Rule-based Query Rewriter
Students: Erik Sargent, Newton Xie, William ZhangSource Code: https://github.com/cmu-db/peloton/pull/1496
This project aims at incorporating a cost-less rule-based query rewriter into the Peloton system. This project implements the core framework, which leverages the existing Cascades-based optimizer, required for rule-based query rewriting. In this implementation, we have already implemented rules for short circuiting, simplifying comparators, transitivity, and reducing based on column nullability information from the catalog.
Metrics Collection
Students: Wenxuan Qiu, Qidu He, Dongsheng YangSource Code: https://github.com/cmu-db/terrier/pull/338
This project aims to build an infrastructure for collecting internal statistics during execution in the CMU DBMS. This infrastructure allows data to be collected at multiple levels including database, transaction, and tuple levels.The collected statistics are stored in SQL tables, which can be accessed from the catalog. Statistics collected are expected to be used to achieve autonomous self-driving.
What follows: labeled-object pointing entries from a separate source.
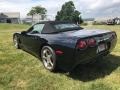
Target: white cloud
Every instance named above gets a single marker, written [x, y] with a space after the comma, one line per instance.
[89, 8]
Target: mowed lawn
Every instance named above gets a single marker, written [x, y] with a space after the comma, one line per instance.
[21, 71]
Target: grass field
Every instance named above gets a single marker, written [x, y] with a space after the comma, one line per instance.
[21, 71]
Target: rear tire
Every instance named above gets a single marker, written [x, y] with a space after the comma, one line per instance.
[48, 57]
[15, 41]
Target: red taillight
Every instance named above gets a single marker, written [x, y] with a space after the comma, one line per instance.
[58, 52]
[113, 35]
[82, 44]
[91, 42]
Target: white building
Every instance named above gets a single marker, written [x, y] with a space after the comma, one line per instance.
[10, 17]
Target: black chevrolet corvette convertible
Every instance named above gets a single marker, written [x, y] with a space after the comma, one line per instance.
[64, 45]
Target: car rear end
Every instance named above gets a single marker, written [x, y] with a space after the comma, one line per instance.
[94, 46]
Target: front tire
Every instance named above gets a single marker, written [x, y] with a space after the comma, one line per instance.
[48, 57]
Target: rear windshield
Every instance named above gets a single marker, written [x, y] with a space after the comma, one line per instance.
[66, 26]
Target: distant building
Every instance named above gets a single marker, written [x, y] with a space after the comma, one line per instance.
[10, 17]
[36, 18]
[89, 20]
[109, 20]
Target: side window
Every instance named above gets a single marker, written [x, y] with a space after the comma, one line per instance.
[38, 28]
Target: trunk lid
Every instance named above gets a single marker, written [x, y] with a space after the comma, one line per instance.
[87, 32]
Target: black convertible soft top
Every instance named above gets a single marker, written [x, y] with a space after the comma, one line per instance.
[49, 26]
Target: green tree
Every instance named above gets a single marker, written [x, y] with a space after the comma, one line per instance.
[38, 10]
[69, 13]
[41, 11]
[32, 12]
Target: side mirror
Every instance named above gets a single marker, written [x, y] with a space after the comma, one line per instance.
[23, 32]
[35, 32]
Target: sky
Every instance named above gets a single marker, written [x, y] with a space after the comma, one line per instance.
[88, 8]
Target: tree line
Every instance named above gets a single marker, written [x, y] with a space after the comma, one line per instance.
[68, 12]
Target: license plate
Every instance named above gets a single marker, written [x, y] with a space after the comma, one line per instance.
[101, 48]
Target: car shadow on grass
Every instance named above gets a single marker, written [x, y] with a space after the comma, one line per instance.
[99, 69]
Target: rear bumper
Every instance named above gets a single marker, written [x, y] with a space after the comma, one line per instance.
[84, 56]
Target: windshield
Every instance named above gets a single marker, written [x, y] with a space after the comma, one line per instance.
[66, 27]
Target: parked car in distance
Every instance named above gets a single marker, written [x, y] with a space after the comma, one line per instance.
[64, 45]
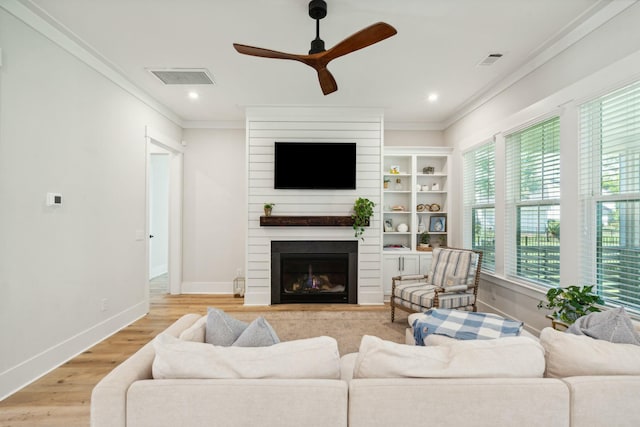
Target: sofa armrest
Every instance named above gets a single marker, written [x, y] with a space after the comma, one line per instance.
[604, 400]
[108, 399]
[347, 365]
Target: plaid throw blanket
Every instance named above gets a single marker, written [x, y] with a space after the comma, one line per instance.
[464, 325]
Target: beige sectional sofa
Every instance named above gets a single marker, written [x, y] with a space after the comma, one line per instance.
[364, 394]
[128, 396]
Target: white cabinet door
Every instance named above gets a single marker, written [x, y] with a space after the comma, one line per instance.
[397, 265]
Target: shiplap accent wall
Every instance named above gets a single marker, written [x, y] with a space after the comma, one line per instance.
[265, 126]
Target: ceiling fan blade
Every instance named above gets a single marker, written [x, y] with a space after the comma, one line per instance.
[327, 82]
[363, 38]
[264, 53]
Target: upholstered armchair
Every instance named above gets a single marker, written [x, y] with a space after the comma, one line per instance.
[452, 282]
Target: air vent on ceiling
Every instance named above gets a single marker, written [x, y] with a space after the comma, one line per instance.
[183, 76]
[490, 59]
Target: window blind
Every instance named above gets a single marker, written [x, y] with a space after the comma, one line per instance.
[479, 202]
[610, 195]
[532, 205]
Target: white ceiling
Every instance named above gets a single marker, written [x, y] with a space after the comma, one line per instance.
[437, 49]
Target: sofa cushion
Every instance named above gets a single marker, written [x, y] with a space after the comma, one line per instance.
[610, 325]
[259, 333]
[511, 357]
[306, 358]
[195, 332]
[573, 355]
[222, 329]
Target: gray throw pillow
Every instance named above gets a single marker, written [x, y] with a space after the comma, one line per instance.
[222, 329]
[259, 333]
[611, 325]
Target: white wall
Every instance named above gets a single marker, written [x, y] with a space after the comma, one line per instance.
[214, 210]
[70, 275]
[264, 127]
[608, 57]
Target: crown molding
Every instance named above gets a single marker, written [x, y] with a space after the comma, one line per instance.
[40, 21]
[605, 11]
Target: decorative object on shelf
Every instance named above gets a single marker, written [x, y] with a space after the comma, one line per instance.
[423, 242]
[238, 287]
[438, 224]
[437, 241]
[570, 303]
[421, 226]
[267, 208]
[362, 211]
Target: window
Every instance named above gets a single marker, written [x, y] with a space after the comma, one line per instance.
[479, 202]
[532, 205]
[610, 195]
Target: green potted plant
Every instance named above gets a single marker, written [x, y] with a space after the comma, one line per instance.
[570, 303]
[362, 211]
[267, 208]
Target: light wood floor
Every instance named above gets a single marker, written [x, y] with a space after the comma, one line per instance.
[62, 397]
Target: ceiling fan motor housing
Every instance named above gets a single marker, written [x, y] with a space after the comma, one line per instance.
[317, 9]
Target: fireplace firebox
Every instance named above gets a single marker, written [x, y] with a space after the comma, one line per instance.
[314, 272]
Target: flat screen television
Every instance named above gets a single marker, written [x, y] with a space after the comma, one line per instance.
[315, 165]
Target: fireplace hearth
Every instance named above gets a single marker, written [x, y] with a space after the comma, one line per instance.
[314, 272]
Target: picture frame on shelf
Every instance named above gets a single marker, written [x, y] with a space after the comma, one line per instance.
[437, 224]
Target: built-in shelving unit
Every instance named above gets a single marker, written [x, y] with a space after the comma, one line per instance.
[415, 198]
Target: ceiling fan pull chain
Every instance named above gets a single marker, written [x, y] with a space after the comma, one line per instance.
[317, 45]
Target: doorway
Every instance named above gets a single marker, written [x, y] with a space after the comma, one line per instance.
[158, 220]
[164, 213]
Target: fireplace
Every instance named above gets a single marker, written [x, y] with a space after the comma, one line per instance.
[314, 272]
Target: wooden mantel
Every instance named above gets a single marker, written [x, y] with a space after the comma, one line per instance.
[306, 221]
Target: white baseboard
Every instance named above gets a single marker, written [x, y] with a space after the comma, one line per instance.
[370, 298]
[207, 287]
[158, 270]
[21, 375]
[257, 298]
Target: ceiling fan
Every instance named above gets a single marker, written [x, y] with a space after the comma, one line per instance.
[318, 57]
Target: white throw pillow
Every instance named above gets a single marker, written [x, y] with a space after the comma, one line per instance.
[221, 328]
[259, 333]
[571, 355]
[511, 357]
[307, 358]
[195, 332]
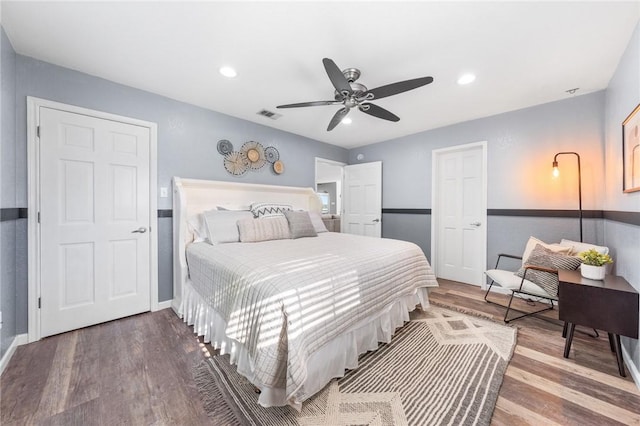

Non-Blocking Schema Change
Students: Yash Nannapaneni, Sai Kiriti Badam, Mister XSource Code: https://github.com/cmu-db/terrier/pull/342
This project implements a lazy non-blocking backend for schema changes, that migrates a tuple to the new version only upon updates to any of the new columns.
Add/Drop Index
Students: Jiaqi Zuo, Yesheng Ma, Xueyuan ZhaoSource Code: https://github.com/cmu-db/terrier/pull/337
This project adds supports for creating and deleting indexes transactionally in both blocking and non-blocking manner. Non-blocking manner means creating/deleting does not block any modification on indexed attributes during the process while the consistency is still guaranteed.
Checkpoints & Recovery
Students: Zhaozhe Song, Yuning Zhang, Mengyang LyuSource Code: https://github.com/cmu-db/terrier/pull/341
This project implements consistent complete checkpointing and adds the support for recovering tables from write-ahead logs and checkpoints. Checkpoints are packed in the format of checkpoint pages and written out asynchronously in the SiloR manner. All column types are supported, including variable length values that may be not inlined in the tuple itself.